THREE huge cranes struggled as they worked in unison, daylight fading, to slot the last section of the giant rainbow arch of sea containers into place on Beach Street Reserve, just up the road from Fremantle’s old traffic bridge on Canning Highway.
Nine metres high, 19 metres long and tipping the scales at 66 tonnes “Rainbow” presented challenges not usually faced in True Blue Containers day-to-day business, director Dion Clifford says.
“We had to modify containers in ways never done before.”
The company was approached by artist Marcus Canning two years ago as he unfolded his massive art project.
“Our part was to supply, modify and paint them,” Mr Clifford says.
The job was so huge True Blue partnered with neighbour CME Boilermaking to weld the huge metal struts inside the containers that allowed them to be bolted together.
CME’s managing director Peter Camarri says they made a life-sized template of the sculpture on the company’s factory floor to ensure the angles were perfectly aligned.
Mr Clifford says one of the difficulties in painting the sea containers was that once done, they couldn’t be put down on the ground for fear of scratching the surface. He says their yard was filled with sea containers propped up on stands.
“We had customers coming in and their wives were saying ‘I want one of those pink ones’,” Mr Clifford laughs.
“It gives you ideas…”
The containers were then trucked from True Blue’s Midvale yard to Fremantle for the final phase, a delicate operation despite the massive size of the art work – with each container weighing three tonnes.
“We are over the moon…to contribute to such an exciting project,” Mr Clifford says.
“From my point-of-view it’s the best piece of public art in Perth.”
RAINBOW is a work that is 110 per cent Freo, over-the-top fun and frivolous whilst remaining resonant and rich with deeper references, resplendent and radiant, brash and ballsy.

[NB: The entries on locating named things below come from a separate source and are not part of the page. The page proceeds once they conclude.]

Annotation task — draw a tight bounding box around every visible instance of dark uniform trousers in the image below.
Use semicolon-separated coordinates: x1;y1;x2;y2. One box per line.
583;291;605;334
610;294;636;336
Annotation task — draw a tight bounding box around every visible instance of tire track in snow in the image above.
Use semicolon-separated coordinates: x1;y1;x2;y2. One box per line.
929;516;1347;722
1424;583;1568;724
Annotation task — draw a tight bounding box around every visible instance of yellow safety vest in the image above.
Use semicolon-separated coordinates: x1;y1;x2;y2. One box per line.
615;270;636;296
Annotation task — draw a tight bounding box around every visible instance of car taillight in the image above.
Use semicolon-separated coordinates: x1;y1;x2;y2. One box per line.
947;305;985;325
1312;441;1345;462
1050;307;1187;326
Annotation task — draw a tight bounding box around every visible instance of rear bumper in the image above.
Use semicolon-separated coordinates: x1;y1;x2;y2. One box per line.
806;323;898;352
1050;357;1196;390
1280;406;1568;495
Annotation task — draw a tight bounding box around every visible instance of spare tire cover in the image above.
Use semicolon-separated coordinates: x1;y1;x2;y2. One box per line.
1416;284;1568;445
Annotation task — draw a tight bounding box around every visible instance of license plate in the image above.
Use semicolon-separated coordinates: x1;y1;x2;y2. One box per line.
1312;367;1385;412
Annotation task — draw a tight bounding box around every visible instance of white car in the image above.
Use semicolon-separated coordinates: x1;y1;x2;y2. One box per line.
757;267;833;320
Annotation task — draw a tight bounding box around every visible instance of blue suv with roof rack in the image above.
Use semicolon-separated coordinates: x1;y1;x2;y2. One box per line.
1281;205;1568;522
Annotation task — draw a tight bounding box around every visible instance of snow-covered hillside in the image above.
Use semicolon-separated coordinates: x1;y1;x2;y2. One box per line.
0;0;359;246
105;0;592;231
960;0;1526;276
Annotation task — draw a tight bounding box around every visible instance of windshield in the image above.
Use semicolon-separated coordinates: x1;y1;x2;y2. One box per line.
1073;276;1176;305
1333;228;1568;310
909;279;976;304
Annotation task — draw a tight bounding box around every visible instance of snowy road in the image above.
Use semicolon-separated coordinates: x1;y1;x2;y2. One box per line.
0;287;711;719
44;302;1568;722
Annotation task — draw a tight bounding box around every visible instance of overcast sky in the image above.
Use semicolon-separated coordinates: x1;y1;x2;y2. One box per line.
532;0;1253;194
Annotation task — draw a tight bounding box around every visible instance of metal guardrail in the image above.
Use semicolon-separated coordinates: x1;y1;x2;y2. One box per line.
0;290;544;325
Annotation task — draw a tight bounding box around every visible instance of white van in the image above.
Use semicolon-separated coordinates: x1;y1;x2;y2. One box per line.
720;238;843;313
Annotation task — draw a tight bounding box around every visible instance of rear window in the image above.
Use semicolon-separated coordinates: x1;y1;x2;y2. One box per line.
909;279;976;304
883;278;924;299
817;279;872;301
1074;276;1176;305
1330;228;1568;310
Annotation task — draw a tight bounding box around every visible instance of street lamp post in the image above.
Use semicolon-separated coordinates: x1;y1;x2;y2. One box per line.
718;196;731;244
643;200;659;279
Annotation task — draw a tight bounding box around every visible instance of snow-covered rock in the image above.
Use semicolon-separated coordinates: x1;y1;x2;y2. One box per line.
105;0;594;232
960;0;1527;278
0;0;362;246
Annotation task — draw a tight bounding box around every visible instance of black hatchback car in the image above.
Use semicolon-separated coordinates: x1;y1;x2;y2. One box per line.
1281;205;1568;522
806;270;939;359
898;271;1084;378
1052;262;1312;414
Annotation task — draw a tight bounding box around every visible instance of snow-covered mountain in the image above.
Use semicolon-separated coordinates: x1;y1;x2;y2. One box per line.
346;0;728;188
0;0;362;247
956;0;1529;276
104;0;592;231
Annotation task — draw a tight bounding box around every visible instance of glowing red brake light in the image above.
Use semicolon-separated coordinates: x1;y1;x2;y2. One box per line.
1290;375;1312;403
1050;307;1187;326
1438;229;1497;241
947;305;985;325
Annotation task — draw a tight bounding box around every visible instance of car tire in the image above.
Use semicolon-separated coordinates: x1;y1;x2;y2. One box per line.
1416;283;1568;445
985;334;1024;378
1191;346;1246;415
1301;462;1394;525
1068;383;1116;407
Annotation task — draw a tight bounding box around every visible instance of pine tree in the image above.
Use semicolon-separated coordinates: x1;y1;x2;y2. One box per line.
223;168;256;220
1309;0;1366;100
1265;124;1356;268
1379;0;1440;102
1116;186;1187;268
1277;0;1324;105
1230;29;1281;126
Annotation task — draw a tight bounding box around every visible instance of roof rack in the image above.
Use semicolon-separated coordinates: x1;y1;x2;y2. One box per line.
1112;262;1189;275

The work is a monumental welcome arch that speaks to the port environment over which it stands. These elements (sea container and rainbow) have strong associations with the history and character of Fremantle both in the historical and contemporary moment.
Containers are a ubiquitous element in the port environment and its surrounds and a direct symbol of the history of Fremantle as a commercial port from the deepening of the harbour by CY O’Connor in 1897.
The rainbow is a symbol of many things including alternative and counter cultural hippy styles and aesthetics, a distinctive and ongoing element of the Freo character.
The rainbow is associated with dreams, flights of fancy and the escapism of fantasy.
It’s a universal symbol of hope as well as aspiration.
By slamming these seemingly incongruous elements together, the results speak volumes about the unique spirit of Freo as well as its character – big, bold and brutally beautiful. Colourful, creative and a little bit crazy. Super-sized playful on an industrial scale. Welcoming, whimsical and joyful. Undeniably and distinctively – Freo.
The work gives a nod to the ready-made as much as concrete art, pop art as much as minimalism, it also speaks to global economic as well as cultural concerns in the age of late capitalism.
It was the transportation entrepreneur Malcom McLean who revolutionised international trade in 1956 when he developed the intermodal shipping container, standardised the transportation of goods around the globe and ultimately lowered the cost of goods, everywhere – contributing more than any other single invention to the exponential explosion of globalised economy and world trade that was to roll out over the second half of the 20th century.
Rainbow is a new iconic entry statement for the portside City of Fremantle – visible from a range of major entry arteries – from the water, from the air, from rail as well as car. Its presence is as architectural as it is sculptural, awe inspiring for the pedestrian to engage with, a beacon of welcome that is instantly recognisable from afar.